Tokenizer for Python source
===========================
Lexical scanner for Python source code. This module was written by Ka
Ping Yee <>.
This manual section was written by Fred L. Drake, Jr. <fdrake@acm.org>.
The `tokenize' module provides a lexical scanner for Python source
code, implemented in Python. The scanner in this module returns
comments as tokens as well, making it useful for implementing
"pretty-printers," including colorizers for on-screen displays.
The scanner is exposed by a single function:
`tokenize(readline[, tokeneater])'
The `tokenize()' function accepts two parameters: one representing
the input stream, and one providing an output mechanism for
`tokenize()'.
The first parameter, READLINE, must be a callable object which
provides the same interface as the `readline()' method of built-in
file objects (see section~Note:File Objectsfile). Each call
to the function should return one line of input as a string.
The second parameter, TOKENEATER, must also be a callable object.
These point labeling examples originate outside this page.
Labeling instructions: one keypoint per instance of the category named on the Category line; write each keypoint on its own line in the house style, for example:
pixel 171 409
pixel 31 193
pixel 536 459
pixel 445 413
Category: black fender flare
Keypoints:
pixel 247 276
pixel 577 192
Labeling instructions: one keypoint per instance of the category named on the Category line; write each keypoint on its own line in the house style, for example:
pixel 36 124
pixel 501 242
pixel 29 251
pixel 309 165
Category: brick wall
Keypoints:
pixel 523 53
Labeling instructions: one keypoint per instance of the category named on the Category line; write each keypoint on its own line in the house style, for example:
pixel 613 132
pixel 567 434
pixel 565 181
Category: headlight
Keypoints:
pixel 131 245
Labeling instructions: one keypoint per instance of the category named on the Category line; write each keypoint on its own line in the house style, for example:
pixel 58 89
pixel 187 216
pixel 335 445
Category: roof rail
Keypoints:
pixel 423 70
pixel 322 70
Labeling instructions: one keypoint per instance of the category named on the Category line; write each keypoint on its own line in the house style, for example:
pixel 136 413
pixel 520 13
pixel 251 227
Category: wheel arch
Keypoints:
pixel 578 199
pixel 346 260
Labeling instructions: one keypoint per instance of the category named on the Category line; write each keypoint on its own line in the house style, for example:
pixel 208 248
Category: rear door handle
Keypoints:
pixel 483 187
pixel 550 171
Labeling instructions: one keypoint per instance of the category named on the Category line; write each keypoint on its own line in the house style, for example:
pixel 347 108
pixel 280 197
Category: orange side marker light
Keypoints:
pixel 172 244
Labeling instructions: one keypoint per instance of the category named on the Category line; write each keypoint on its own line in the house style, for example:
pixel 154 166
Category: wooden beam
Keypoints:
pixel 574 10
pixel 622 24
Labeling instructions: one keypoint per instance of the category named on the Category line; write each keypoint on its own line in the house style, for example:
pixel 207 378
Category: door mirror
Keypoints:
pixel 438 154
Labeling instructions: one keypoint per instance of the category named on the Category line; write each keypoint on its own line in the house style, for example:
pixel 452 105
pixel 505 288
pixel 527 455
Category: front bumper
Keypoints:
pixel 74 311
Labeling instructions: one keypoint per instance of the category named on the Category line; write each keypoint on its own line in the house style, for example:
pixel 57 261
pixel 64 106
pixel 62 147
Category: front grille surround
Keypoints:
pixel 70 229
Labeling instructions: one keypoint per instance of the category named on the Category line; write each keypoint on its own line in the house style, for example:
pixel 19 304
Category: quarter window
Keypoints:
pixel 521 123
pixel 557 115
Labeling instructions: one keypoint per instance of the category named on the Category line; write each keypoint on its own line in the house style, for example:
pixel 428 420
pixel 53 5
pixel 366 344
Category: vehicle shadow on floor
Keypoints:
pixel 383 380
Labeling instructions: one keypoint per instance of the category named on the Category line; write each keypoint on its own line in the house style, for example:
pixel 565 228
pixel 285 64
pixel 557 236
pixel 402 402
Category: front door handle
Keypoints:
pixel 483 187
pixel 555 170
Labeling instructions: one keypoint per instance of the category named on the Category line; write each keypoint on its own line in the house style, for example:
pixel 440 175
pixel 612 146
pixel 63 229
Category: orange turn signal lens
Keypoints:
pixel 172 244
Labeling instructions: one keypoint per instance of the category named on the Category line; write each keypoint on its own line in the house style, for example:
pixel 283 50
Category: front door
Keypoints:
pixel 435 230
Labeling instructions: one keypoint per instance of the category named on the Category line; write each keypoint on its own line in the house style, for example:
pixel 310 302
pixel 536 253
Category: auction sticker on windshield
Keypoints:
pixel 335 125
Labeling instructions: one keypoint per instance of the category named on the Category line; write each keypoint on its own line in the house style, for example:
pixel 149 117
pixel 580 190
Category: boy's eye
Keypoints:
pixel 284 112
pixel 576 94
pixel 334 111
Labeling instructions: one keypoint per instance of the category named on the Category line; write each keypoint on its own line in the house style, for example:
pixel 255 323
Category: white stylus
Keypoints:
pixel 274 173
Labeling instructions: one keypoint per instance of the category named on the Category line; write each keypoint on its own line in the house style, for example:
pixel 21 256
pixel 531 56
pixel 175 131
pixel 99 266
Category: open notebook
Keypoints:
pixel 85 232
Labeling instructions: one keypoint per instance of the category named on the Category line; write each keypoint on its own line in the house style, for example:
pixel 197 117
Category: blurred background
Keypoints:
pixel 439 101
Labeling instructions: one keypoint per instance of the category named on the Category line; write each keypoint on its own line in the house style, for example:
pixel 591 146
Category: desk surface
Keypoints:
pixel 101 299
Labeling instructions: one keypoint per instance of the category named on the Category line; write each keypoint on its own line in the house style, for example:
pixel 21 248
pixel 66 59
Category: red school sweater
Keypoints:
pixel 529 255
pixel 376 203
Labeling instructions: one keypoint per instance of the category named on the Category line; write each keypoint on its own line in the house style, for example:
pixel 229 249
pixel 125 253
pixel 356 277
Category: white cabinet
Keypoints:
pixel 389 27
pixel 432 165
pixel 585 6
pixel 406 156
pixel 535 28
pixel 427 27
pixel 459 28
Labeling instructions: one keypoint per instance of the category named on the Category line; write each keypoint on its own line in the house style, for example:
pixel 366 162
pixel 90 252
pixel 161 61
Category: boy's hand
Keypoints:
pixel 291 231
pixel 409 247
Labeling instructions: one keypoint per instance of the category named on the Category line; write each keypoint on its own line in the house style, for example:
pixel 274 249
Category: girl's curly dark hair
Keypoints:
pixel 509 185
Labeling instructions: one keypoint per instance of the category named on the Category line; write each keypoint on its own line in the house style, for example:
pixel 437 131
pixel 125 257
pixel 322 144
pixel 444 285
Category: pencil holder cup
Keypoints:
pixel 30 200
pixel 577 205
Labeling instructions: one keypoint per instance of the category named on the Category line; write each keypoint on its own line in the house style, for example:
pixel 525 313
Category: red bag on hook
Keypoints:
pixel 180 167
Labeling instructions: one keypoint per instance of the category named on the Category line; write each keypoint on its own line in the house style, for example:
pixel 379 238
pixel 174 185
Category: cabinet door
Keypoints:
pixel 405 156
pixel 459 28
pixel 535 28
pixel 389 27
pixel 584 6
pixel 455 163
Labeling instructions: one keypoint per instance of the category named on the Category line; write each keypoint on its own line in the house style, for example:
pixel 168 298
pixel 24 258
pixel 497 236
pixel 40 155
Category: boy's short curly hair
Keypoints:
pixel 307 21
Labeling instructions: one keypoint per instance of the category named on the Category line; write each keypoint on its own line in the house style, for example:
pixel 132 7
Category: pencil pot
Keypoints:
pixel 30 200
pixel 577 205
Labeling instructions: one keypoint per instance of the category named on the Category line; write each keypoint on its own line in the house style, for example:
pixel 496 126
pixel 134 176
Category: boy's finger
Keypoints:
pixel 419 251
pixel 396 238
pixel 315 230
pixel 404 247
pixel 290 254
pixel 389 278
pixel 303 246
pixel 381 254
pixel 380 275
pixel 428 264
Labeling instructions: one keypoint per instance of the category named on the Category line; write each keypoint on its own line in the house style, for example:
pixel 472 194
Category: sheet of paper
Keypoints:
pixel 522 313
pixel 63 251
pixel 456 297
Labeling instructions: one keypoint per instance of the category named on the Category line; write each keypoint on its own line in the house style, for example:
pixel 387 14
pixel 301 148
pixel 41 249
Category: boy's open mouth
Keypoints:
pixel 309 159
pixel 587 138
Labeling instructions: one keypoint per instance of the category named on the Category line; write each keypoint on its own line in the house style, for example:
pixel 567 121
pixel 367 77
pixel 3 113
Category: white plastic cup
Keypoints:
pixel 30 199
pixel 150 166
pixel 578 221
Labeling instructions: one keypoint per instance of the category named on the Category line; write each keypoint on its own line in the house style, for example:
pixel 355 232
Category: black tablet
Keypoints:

It is called with five parameters: the token type, the token
string, a tuple `(SROW, SCOL)' specifying the row and column where
the token begins in the source, a tuple `(EROW, ECOL)' giving the
ending position of the token, and the line on which the token was
found. The line passed is the _logical_ line; continuation lines
are included.
All constants from the `token' module are also exported from
`tokenize', as are two additional token type values that might be
passed to the TOKENEATER function by `tokenize()':
`COMMENT'
Token value used to indicate a comment.
`NL'
Token value used to indicate a non-terminating newline. The
NEWLINE token indicates the end of a logical line of Python code;
NL tokens are generated when a logical line of code is continued
over multiple physical lines.